# Ordinal Regression in StochTree

This notebook demonstrates how to use BART to model ordinal outcomes with a complementary log-log (cloglog) link function (Alam and Linero (2025)).

We begin by loading the requisite libraries.

In [None]:
import matplotlib.pyplot as plt
import numpy as np
from sklearn.model_selection import train_test_split

from stochtree import BARTModel, OutcomeModel

## Introduction to Ordinal BART with Cloglog Link

Ordinal data refers to outcomes that have a natural ordering but undefined distances between categories. Examples include survey responses (strongly disagree, disagree, neutral, agree, strongly agree), severity ratings (mild, moderate, severe), or educational levels (elementary, high school, college, graduate).

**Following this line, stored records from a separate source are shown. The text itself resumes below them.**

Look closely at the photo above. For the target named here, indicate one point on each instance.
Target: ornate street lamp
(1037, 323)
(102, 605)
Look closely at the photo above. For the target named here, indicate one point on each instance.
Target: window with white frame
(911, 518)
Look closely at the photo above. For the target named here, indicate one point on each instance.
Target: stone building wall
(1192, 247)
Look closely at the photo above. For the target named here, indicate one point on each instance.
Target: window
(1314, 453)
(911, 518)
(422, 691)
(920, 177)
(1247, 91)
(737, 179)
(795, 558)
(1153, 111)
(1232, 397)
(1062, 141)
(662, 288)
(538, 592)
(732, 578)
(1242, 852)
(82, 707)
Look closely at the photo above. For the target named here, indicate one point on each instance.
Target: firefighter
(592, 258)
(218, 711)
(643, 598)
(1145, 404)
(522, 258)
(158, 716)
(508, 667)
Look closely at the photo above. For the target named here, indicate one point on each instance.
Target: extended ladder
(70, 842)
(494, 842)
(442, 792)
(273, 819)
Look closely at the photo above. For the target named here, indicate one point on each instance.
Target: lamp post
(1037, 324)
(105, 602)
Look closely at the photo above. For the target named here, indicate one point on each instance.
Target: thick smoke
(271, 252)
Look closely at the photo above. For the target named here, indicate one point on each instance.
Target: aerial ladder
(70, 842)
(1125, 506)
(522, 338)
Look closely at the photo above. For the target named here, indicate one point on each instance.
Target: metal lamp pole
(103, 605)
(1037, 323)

The cloglog link function is:
$$\text{cloglog}(p) = \log(-\log(1-p))$$

In the BART framework with cloglog ordinal regression, we model:
$$P(Y = k \mid Y \geq k, X = x) = 1 - \exp\left(-e^{\gamma_k + \lambda(x)}\right)$$

where $\lambda(x)$ is represented by a stochastic tree ensemble and $\gamma_k$ are cutpoints for the ordinal categories. This link function is asymmetric and particularly appropriate when the probability of being in higher categories changes rapidly at certain thresholds, making it different from the symmetric probit or logit links commonly used in ordinal regression.

## Data Simulation

We begin by simulating from a dataset with an ordinal outcome with three categories, $y_i \in \left\{1,2,3\right\}$ whose probabilities depend on covariates, $X$.

In [None]:
# RNG
random_seed = 2026
rng = np.random.default_rng(random_seed)

# Sample size and number of predictors
n = 2000
p = 5

# Design matrix and true lambda function
X = rng.standard_normal((n, p))
beta = np.ones(p) / np.sqrt(p)
true_lambda = X @ beta

# Set cutpoints for ordinal categories (3 categories: 1, 2, 3)
n_categories = 3
gamma_true = np.array([-2.0, 1.0])

# True ordinal class probabilities
true_probs = np.zeros((n, n_categories))
true_probs[:, 0] = 1 - np.exp(-np.exp(gamma_true[0] + true_lambda))
for j in range(1, n_categories - 1):
    true_probs[:, j] = (
        np.exp(-np.exp(gamma_true[j - 1] + true_lambda))
        * (1 - np.exp(-np.exp(gamma_true[j] + true_lambda)))
    )
true_probs[:, n_categories - 1] = 1 - true_probs[:, :-1].sum(axis=1)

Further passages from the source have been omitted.